Pas d'affolement ! Dans les replis de la chair n'est ni un film documentaire médical sur les vilaines bébêtes qui se logent, les infâmes, dans les plis de la peau des touristes en goguette dans certains pays tropicaux, ni un film X avec vues imprenables sur les parties intimes de personnes pondéralement surchargées en plein ébat amoureux... N
on, Dans les replis de la chair n'est qu'un thriller mâtiné de giallo avec, dans le désordre (et selon la Cinémathèque française qui a diffusé l’œuvre lors d'une soirée thématique intitulée "Machinations italiennes"), citations freudiennes, décapitation, flash-back dans un camp de concentration, asile de fous, prise d'otages, chantage, jalousie, névrose, poursuite en moto, bouteilles de whisky J&B et bain d'acide ! Le tout sous la direction de Sergio Bergonzelli, un "faiseur" comme on n'en fait plus justement.

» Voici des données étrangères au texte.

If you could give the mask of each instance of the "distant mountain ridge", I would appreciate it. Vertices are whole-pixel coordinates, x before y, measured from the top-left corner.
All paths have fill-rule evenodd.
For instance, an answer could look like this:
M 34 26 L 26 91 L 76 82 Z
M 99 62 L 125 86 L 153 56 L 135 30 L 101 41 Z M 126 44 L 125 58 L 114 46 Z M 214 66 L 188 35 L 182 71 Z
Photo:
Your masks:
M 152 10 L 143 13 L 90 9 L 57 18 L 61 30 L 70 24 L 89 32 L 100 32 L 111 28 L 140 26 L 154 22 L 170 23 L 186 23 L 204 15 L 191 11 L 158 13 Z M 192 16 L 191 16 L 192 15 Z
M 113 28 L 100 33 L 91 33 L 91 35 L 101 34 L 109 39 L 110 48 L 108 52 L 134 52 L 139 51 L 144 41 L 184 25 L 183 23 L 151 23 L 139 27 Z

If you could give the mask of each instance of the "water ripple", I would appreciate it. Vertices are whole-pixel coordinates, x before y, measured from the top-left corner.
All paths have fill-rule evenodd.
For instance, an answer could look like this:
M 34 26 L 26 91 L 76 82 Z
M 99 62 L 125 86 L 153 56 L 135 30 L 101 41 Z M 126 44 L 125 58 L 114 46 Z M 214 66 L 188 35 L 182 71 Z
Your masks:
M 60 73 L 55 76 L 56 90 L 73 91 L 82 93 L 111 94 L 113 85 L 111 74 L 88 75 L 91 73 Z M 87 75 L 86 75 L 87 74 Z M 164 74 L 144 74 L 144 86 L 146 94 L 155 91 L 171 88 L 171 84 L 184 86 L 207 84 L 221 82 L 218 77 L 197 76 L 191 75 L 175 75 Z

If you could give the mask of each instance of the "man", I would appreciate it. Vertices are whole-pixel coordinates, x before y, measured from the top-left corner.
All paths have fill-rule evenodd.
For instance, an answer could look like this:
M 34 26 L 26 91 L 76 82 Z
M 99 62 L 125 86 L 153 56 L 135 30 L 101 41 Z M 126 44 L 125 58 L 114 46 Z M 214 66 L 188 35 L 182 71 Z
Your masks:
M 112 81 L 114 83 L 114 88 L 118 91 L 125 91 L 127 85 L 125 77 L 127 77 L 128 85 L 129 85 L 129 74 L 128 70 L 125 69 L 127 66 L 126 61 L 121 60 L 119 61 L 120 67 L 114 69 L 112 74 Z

Autre titre (avec faute d'accent) pour Dans les replis de la chair
Également connu sous le titre français du Piège de la chair et relativement culte malgré tout, Dans les replis de la chair a aussi été projeté en janvier 2008 au Festival fantastique de Gérardmer dans le cadre d'un hommage au cinéma fantastique (comme de juste...) espagnol. Pour la Cinémathèque française, le film, apparemment revendiqué aussi bien de l'autre côté des Alpes que de l'autre côté des Pyrénées, est particulièrement conseillé aux "cinéphiles fétichistes, aux amoureux d'un cinéma déviant, opportuniste et sans complexe, involontairement dada". Si vous en êtes, n'hésitez pas (le DVD existe... mais pas en France).
Dans les replis de la chair... Eleonora Rossi-Drago et Anna Maria Pierangeli sont au bout du rouleau
Dans la filmographie du sieur Bergonzelli, déjà évoqué dans un précédent numéro (lire Tout le monde il est sexy, tout le monde il est cochon), Dans les replis de la chair se niche, non dans les replis de la chair, mais entre Tout le monde, il est sexy, tout le monde, il est cochon (1969) et La provocation sexuelle (1971), film avec la ravissante Malisa Longo.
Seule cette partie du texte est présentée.